How Social Engineering is Related to Cybersecurity?

How Social Engineering is Related to Cybersecurity?

Social engineering is a type of cyberattack and here is how you can safeguard with cybersecurity

When we consider network security for our organization, it's easy to get caught up in technicalities. After all, focusing on what you can control creates the illusion that you can control everything. We understand how to set up firewalls and antivirus software, as well as how to encrypt our communications. The issue is that security isn't only about technology; it's also about people. People can be your best security advocates as well as your weakest security links. Social engineering is one of the most subtle methods by which attackers exploit this vulnerability.

Social engineering is the skill of convincing someone to reveal personal information that they would otherwise keep private. It is a form of cyber-attack that employs human psychology rather than technical exploits. Phishing, pretexting, and baiting are three of the most popular types of social engineering attacks.

The most common type of social engineering is phishing. It entails sending an email, text message, or other messages that look to come from a reliable source, such as a bank or a social media site. The message usually includes a link that takes the recipient to a bogus website that is made to seem like the real thing. Once the victim submits their login credentials, the attacker has access to the victim's account.

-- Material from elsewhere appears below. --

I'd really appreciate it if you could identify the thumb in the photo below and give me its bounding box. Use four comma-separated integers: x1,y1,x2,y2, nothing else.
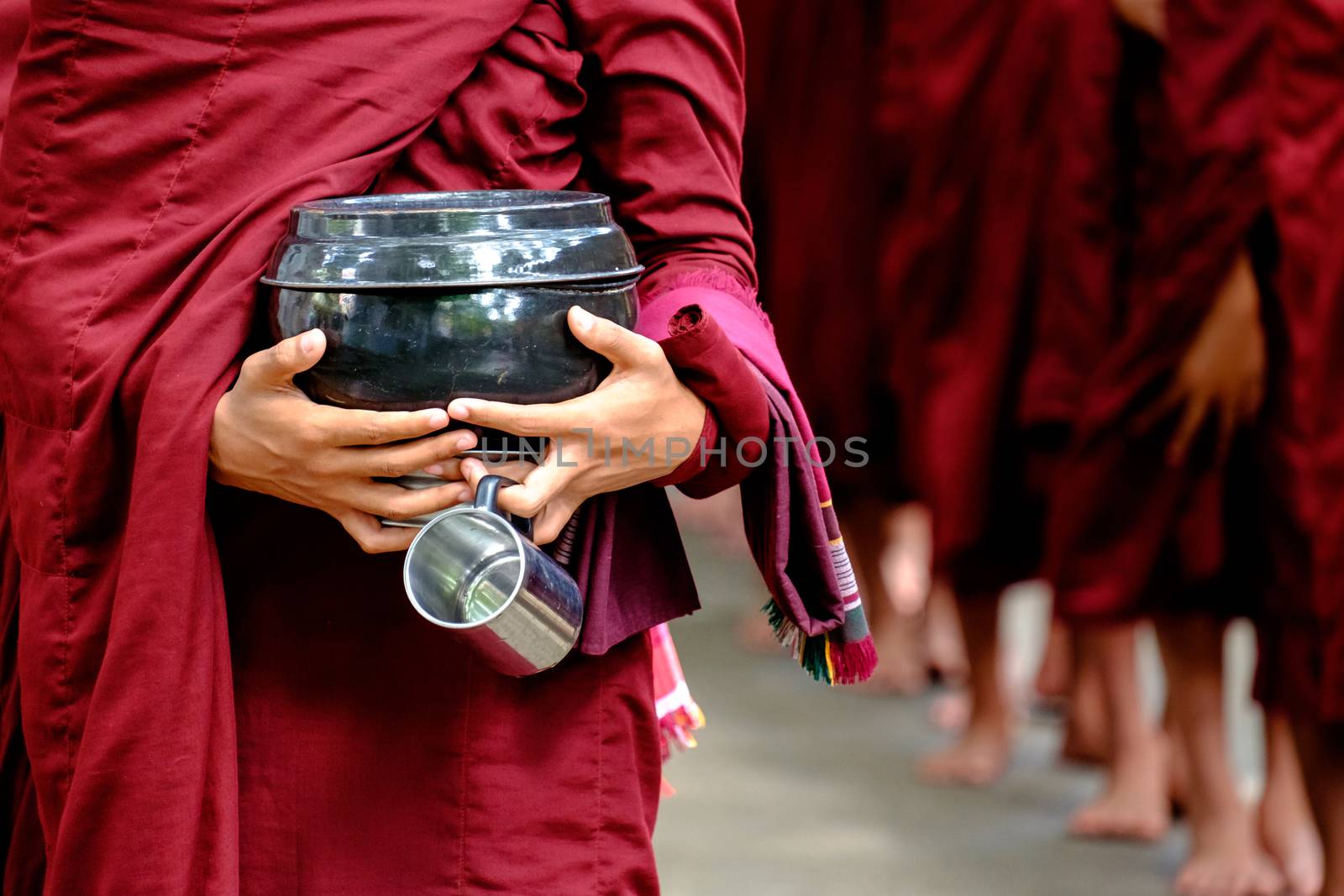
239,329,327,385
570,305,663,367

We can all do our share to be safe in the constantly changing world of cybersecurity by being alert, keeping software up to date, using strong passwords and two-factor authentication, and staying updated on the most recent risks. Social Engineering is related to cybersecurity as when an attack occurs through social you need to take cybersecurity measures.

Similar to phishing, pretexting also entails fabricating a pretext to acquire the trust of the target. A hacker might adopt a false identity, such as a police officer or government figure, and ask the victim for their password while posing as a tech support agent. Some people have even impersonated close friends and business colleagues over the phone by using voice-altering technologies, asking the victim to click a link that has been sent to them. You'd probably pay attention if your CTO had called and said that he was going to email you a link to click on.

Another form of social engineering is baiting, in which the victim is drawn in with an alluring reward rather than being pushed with a pretense. An email telling you that you won something or got a "great deal" on something you wanted to buy.